Sting trouxe uma abordagem diferente — menos agressiva, mais refinada. E funcionou muito bem.
6. Tom Araya
Agora entramos em território pesado. Tom Araya, do Slayer, mostrou que é possível cantar e tocar baixo mesmo em músicas rápidas e intensas.
E não estamos falando de qualquer velocidade. O som do Slayer é agressivo, acelerado e técnico.
Araya encara tudo isso com energia. Sua voz é poderosa, e seu baixo mantém a base firme em meio ao caos sonoro. Dá para notar claramente isso em “Angel of Death”, onde Tom mostra todo o seu poder e controle, tanto no baixo como na voz.
Não é para qualquer um. Mas ele faz parecer possível.
7. Richard Page
Fechando a lista, temos Richard Page, do Mr. Mister.
Talvez ele seja o menos “pesado” da lista, mas não menos importante. Sua abordagem é mais melódica e acessível.
Em músicas como “Broken Wings”, ele mostra como o baixo pode ser discreto, mas essencial. E sua voz ajuda a criar uma atmosfera envolvente.
Page representa um lado mais suave do rock — e isso também tem seu valor.
Muito Além do Básico
Esses músicos provaram que o baixista pode ir muito além do papel tradicional.

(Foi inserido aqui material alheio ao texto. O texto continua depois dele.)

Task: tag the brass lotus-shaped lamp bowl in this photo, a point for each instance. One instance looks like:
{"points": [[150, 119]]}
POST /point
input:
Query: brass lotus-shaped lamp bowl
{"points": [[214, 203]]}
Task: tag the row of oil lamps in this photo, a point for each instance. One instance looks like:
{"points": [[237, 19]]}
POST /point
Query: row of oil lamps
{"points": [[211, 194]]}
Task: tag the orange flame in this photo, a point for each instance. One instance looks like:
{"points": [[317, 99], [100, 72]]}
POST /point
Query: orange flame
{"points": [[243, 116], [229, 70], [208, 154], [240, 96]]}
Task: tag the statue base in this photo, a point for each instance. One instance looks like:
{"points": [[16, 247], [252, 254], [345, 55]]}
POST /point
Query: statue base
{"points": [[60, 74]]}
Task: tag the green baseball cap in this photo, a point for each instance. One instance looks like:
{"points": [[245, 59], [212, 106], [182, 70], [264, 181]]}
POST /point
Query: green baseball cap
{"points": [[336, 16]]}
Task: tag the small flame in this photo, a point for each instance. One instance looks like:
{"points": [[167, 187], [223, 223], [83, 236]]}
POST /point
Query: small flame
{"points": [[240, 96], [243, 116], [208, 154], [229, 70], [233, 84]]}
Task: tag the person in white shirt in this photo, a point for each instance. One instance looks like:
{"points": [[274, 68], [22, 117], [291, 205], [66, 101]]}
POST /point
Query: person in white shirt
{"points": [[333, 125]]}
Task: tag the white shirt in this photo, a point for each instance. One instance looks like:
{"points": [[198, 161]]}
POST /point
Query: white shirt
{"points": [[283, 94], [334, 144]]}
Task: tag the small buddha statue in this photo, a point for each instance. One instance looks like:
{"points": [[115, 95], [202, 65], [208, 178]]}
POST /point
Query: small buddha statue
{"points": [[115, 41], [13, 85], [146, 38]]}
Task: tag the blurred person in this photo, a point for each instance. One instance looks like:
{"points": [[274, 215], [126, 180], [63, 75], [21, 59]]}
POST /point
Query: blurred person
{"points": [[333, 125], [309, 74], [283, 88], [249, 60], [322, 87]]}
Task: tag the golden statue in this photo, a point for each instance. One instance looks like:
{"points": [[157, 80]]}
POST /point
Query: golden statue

Eles não ficaram apenas no fundo do palco, na chamada “cozinha” junto com o batera. Eles assumiram o microfone. Lideraram bandas. Criaram identidade.
E aqui vai uma reflexão rápida: quantas vezes a gente se limita achando que não dá conta de fazer duas coisas ao mesmo tempo?
Claro, não estamos falando de sair tocando baixo e cantando amanhã (a menos que você queira tentar — nesse caso, boa sorte!). Mas a ideia é válida. Muitas vezes, somos capazes de mais do que imaginamos.
Esses artistas enfrentaram desafios enormes. Coordenação, pressão, expectativas. E mesmo assim, seguiram em frente.
Conclusão
Ser baixista já exige talento. Ser vocalista também. Agora, juntar os dois papéis é algo para poucos.
Jack Bruce, Phil Lynott, Geddy Lee, Lemmy Kilmister, Sting, Tom Araya e Richard Page mostraram que isso é possível — e mais do que isso, pode ser extraordinário.
Eles não apenas tocaram músicas. Eles criaram experiências. E deixaram um legado que continua inspirando músicos ao redor do mundo.
Se você é fã de rock, vale a pena revisitar essas bandas. Ouvir com atenção. Perceber os detalhes.
E, quem sabe, se inspirar.
Porque, no fim das contas, o rock sempre foi sobre isso: se expressar, desafiar limites e, claro, fazer um pouco de barulho no processo.